Als u optionele apparaten wilt gebruiken, moet u instellingen configureren in het PostScript-printerstuurprogramma.
Windows 10/Windows Server 2019/Windows Server 2016
Klik op de knop Start en selecteer vervolgens Systeem > Configuratiescherm > Apparaten en printers weergeven in Hardware en geluiden. Klik met de rechtermuisknop op uw printer, of houd de printer ingedrukt en selecteer Printereigenschappen. Selecteer op het tabblad Apparaatinstellingen het optionele apparaat in de instelling Installeerbare opties.
Windows 8.1/Windows 8/Windows Server 2012 R2/Windows Server 2012
Selecteer Bureaublad > Instellingen > Configuratiescherm > Apparaten en printers weergeven in Hardware en geluiden. Klik met de rechtermuisknop op uw printer, of houd de printer ingedrukt en selecteer Printereigenschappen. Selecteer op het tabblad Apparaatinstellingen het optionele apparaat in de instelling Installeerbare opties.
Windows 7/Windows Server 2008 R2
Klik op de knop Start en selecteer vervolgens Configuratiescherm > Apparaten en printers weergeven in Hardware en geluiden. Klik met de rechtermuisknop op de printer en selecteer Printereigenschappen.
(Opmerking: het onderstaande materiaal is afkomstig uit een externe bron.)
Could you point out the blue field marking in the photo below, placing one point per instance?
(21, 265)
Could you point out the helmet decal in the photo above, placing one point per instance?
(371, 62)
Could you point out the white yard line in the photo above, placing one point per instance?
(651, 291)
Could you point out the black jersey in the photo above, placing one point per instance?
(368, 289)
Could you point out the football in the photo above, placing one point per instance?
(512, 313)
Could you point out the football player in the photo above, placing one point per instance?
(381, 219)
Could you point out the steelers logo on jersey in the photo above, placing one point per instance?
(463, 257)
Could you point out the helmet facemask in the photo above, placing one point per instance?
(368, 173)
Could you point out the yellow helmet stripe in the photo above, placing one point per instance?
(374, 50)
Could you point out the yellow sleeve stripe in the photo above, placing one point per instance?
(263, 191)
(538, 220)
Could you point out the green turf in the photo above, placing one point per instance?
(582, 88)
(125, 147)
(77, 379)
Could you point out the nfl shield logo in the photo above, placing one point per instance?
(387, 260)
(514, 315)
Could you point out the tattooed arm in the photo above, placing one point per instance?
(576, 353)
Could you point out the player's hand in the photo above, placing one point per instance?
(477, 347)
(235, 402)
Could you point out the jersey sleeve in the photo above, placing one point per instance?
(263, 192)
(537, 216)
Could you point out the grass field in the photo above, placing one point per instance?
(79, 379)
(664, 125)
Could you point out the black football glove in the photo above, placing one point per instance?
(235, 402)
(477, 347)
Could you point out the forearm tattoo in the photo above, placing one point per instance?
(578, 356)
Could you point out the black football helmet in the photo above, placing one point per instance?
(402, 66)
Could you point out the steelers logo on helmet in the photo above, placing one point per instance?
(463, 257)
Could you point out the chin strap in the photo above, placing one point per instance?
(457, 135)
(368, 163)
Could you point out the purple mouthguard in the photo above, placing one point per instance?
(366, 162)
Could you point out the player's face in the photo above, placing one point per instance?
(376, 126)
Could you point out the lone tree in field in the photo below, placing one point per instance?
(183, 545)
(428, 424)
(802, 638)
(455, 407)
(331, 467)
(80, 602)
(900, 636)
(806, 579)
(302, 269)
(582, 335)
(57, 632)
Selecteer op het tabblad Apparaatinstellingen het optionele apparaat in de instelling Installeerbare opties.
Windows Vista/Windows Server 2008
Klik op de knop Start, selecteer Configuratiescherm > Printers in Hardware en geluiden. Klik met de rechtermuisknop op uw printer en selecteer Eigenschappen. Selecteer op het tabblad Apparaatinstellingen het optionele apparaat in de instelling Installeerbare opties.
Windows XP/Windows Server 2003 R2/Windows Server 2003
Klik op de knop Start, selecteer Configuratiescherm > Printers en andere hardware > Printers en faxapparaten. Klik met de rechtermuisknop op uw printer en selecteer Eigenschappen. Selecteer op het tabblad Apparaatinstellingen het optionele apparaat in de instelling Installeerbare opties.